Henry W. Crosby, who came in 1842, staked out a farm that included the present site of Lakeland, a site well situated for trade with Hudson across the river. A ferry service was established in 1848 by Moses Perin. The ferry was operated between 1850 and 1869 by John Oliver, a former British Naval Officer and Boston harbor pilot. Oliver built a Greek Revival house, still standing, on the bluff overlooking the ferry in 1849. That same year, 1849, Moses Perin secured land near the ferry site, erected several buildings, and laid out the Lakeland town plat. Perin’s plat was first of several. It featured about 47 blocks and a public square along Main Street, a wide avenue on axis with the river.

Commercial development was attracted to the area. In 1850 a there was a wagon-making shop. A post office was established in 1854 and a mercantile store was opened in 1855 by A. D. Kingsley and Joseph Wilson, followed by a blacksmith shop, doctor, lawyer, and saloon. The first school in Lakeland was taught by Harriet Newell in a private home, but in 1855 a school building was built. By 1858 there were 14 stores, hotels, shops, and dwellings. This development was arranged around Shanghai cooley, a ravine at the northern end of the village named for some Asian fowl brought there by Freeman C. Tyler—in fact, the settlement was often referred to as Shanghai Cooley.

In 1855 the editor of the St. Paul Pioneer suggested building a “newstyle house” of “grout,” which was a cement of lime, mud, sand, and gravel. John T. Cyphers was taken with this notion and by 1858 had built a remarkable “grout house” that still stands in Lakeland. He poured the cement-like material between wooden forms to build up walls nearly two feet thick.

A number of investors attempted to establish mills in Lakeland before the Civil War. The Shanghai Sawmill near the cooley was begun by Moses Perin in 1852 and completed by Freeman C. Tyler. Several sawmills, including the Hale, Fay & Company steam sawmill, were started in 1857, but many fell victim to hard times. Some mills prospered. The C. N. Nelson Lumber Company Mill at its peak employed some 75 men and was still in operation in the 1880s; the R. H. McCoy sawmill, built in 1886 near the present swimming beach, was still running night and day in 1900.

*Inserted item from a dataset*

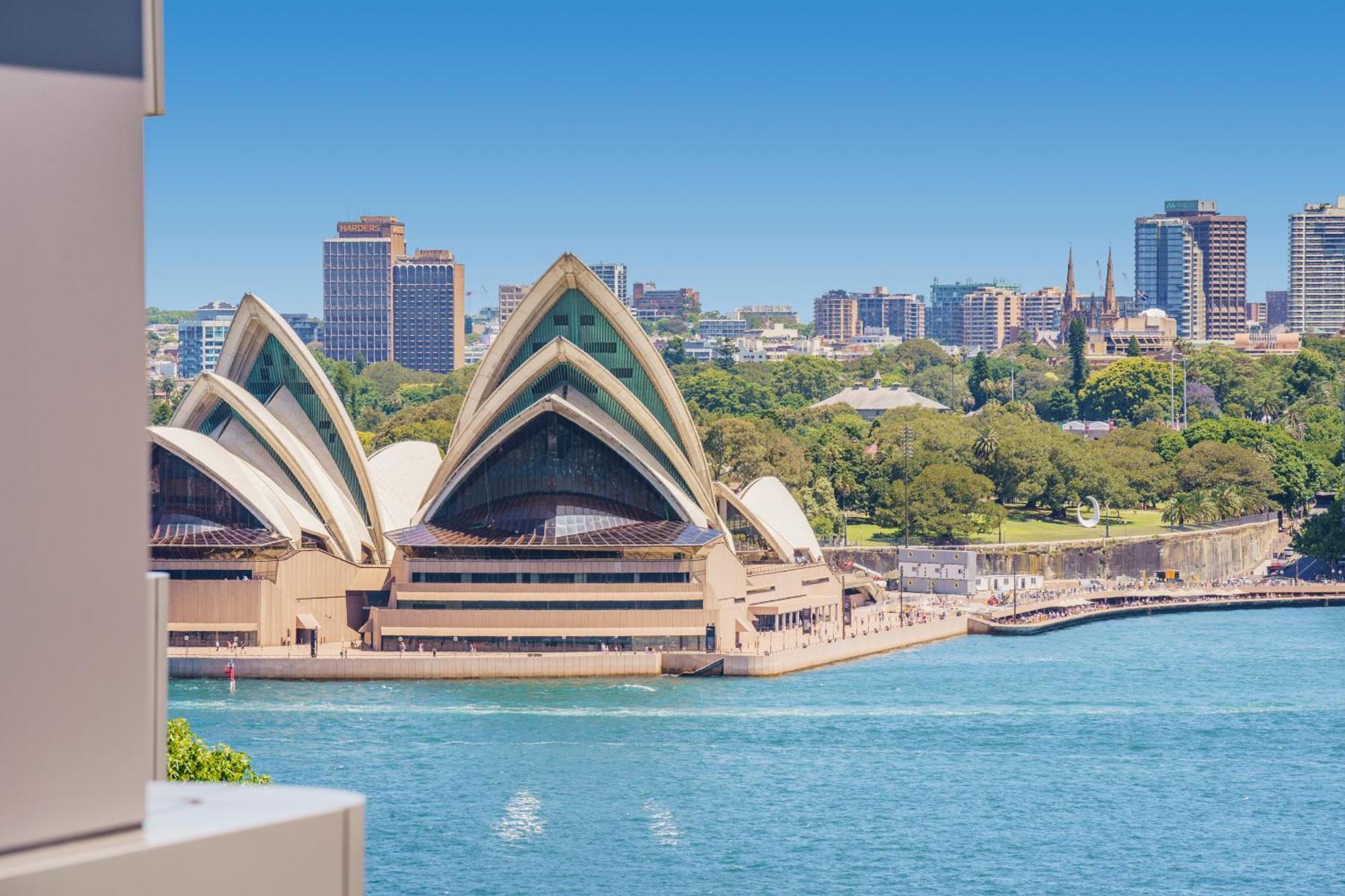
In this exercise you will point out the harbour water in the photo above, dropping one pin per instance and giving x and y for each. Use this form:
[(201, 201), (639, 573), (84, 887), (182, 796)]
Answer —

Lakeland - Davies General Store ca. 1910Nelson, a Stillwater lumberman, also built a grist mill in 1859 and a warehouse for handing wheat was erected in 1861 by Clement and Huntoon. The Munch Brothers began building boats in 1871. They constructed the steamer Osceola and several barges that year, but the enterprise seems to have folded shortly thereafter.

Another plat of Lakeland City was made in anticipation of the St. Paul & Milwaukee railroad, which was constructed in 1880. It featured a two-block public square and several mill sites and riverside depot grounds within the nearly 90-block plat. A number of investors entered additional plats at the edges of Lakeland and Lakeland City. However, only a scattering of development occurred on the hundreds of available lots.

In 1951, the Village of Lakeland was incorporated. That year Lakeland’s Main Street, Quinnell Avenue North, was the only paved and lighted street in the community. The construction of Interstate 94 obliterated a portion of the northern end of the original plat of Lakeland, passing over the former Mill Street.

The village, now city, of Lakeland, has opted for carefully controlled development to maintain the ambiance of a small village. Today there is little industry in the city, but there is a commercial strip centered around the Lakeland Plaza shopping center on the west side of County Road 18 (St. Croix Trail), which includes a branch library.

Lakeland is becoming increasingly more suburban. It is home to a highly mobile group of commuters working in Bayport, Stillwater, and St. Paul. The population, which stood at fewer than 600 in 1980, was by the 2000 census about 1,900, with little growth since.